Il voit ses parents téléphoner fréquemment, mais rarement écrire. En outre, l'expression écrite exige davantage de rigueur que l'expression orale, qui peut être soulignée et nuancée par les gestes ou l'intonation. Elle est pour lui plus abstraite parce qu'elle s'adresse à un destinataire qui n'est pas présent. Il ne faut pas oublier non plus que, dans le cadre de l'école, l'enfant est placé dans une situation artificielle : il fait ses devoirs écrits à la demande d'un instituteur qui le corrige, voire le pénalise. Ce schéma ne correspond pas aux objectifs habituels de la communication écrite et peut sembler absurde à l'enfant.

• Un processus en trois étapes

L'acquisition de l'expression écrite, bien que variable selon les enfants, peut se diviser en trois phases essentielles.

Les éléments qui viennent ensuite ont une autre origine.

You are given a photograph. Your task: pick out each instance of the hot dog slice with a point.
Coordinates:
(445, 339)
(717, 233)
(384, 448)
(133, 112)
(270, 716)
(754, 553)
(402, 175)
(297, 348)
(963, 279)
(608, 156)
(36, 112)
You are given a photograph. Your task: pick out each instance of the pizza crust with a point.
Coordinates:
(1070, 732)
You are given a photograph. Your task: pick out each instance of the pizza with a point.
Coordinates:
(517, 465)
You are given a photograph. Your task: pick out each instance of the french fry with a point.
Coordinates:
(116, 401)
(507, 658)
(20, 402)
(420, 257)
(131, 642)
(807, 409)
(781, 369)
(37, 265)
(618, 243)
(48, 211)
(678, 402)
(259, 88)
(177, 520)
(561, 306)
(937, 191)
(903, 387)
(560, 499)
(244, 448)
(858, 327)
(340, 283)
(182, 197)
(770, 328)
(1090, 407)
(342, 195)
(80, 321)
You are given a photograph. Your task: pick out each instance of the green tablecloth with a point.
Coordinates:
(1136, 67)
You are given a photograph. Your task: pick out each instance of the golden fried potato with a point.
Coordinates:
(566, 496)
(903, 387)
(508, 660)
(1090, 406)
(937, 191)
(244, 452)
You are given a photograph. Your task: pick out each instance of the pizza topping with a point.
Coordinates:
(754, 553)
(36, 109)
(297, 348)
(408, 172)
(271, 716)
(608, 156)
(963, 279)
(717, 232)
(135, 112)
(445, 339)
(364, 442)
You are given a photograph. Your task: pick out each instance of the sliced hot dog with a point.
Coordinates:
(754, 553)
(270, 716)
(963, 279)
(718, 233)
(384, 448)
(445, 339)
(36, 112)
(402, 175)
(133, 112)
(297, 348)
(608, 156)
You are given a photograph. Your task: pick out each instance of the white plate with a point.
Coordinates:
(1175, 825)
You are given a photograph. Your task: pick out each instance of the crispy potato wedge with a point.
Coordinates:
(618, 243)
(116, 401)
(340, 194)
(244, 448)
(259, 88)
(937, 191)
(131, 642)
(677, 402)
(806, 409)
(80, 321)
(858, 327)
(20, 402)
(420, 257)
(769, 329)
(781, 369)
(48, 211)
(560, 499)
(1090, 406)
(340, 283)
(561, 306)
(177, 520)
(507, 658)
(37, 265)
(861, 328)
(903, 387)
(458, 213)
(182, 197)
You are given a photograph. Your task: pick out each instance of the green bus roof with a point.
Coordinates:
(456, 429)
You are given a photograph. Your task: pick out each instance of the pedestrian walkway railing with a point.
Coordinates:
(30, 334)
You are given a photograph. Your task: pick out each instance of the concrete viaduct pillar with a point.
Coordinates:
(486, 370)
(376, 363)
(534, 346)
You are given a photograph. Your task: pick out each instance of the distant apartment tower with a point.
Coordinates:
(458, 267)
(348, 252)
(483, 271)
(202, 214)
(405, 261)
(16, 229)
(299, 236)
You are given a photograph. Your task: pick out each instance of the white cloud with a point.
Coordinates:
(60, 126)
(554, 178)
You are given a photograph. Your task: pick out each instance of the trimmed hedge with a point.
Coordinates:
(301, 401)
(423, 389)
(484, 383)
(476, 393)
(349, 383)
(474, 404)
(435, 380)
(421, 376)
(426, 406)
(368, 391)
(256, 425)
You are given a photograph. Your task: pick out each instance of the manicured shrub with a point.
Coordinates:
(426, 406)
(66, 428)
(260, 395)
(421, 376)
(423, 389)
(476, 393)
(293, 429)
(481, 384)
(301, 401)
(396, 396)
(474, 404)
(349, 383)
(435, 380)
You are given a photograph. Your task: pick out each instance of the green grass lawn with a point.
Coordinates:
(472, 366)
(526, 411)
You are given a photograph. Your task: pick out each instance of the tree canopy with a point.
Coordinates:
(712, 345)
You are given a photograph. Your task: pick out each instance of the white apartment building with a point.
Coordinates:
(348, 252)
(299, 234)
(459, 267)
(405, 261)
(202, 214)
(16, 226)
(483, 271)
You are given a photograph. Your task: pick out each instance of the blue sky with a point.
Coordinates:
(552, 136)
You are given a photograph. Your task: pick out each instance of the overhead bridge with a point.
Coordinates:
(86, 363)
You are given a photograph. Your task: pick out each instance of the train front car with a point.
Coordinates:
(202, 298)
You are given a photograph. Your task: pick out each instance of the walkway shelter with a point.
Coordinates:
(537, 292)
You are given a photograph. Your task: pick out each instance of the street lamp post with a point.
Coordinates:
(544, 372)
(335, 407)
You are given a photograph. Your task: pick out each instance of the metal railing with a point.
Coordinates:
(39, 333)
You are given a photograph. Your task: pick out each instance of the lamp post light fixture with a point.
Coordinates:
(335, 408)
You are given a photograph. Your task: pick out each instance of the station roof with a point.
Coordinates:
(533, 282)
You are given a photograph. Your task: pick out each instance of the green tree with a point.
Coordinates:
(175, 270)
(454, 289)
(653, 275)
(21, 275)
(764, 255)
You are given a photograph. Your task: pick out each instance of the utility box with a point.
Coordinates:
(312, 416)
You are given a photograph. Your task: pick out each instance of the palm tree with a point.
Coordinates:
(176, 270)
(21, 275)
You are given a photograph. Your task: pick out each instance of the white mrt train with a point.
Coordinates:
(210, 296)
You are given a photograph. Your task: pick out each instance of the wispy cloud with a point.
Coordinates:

Lors de la première année d'apprentissage (à 6-7 ans), les mots sont mal découpés, les phrases courtes, rarement reliées entre elles, et il n'y a pas de ponctuation. Les travaux sont brefs (cinq ou six phrases) et les idées sont exprimées dans le désordre.

Au cours des trois années suivantes (de 8 à 10 ans), les phrases s'allongent, la syntaxe progresse avec l'apparition des circonstancielles et des subordonnées, et les mots sont nettement séparés.

Les travaux s'allongent pendant la cinquième année (10-11 ans) : l'enfant acquiert une bonne maîtrise de la syntaxe et parvient à exprimer des idées très diverses. Par la suite, il réussit à organiser une argumentation et commence à se forger un style personnel.

Pour enseigner l'expression écrite, deux types d'exercices sont souvent pratiqués : soit l'enfant apprend à s'exprimer correctement, en respectant les règles grammaticales et en choisissant les mots justes, soit il est invité à exposer plus librement des faits ou des idées précis. On oppose souvent la pédagogie traditionnelle, qui donne à l'enfant les « beaux textes » comme référence, et la pédagogie moderne qui repose surtout sur la rédaction de textes libres. Un équilibre entre ces deux approches est sans doute la meilleure des attitudes pédagogiques.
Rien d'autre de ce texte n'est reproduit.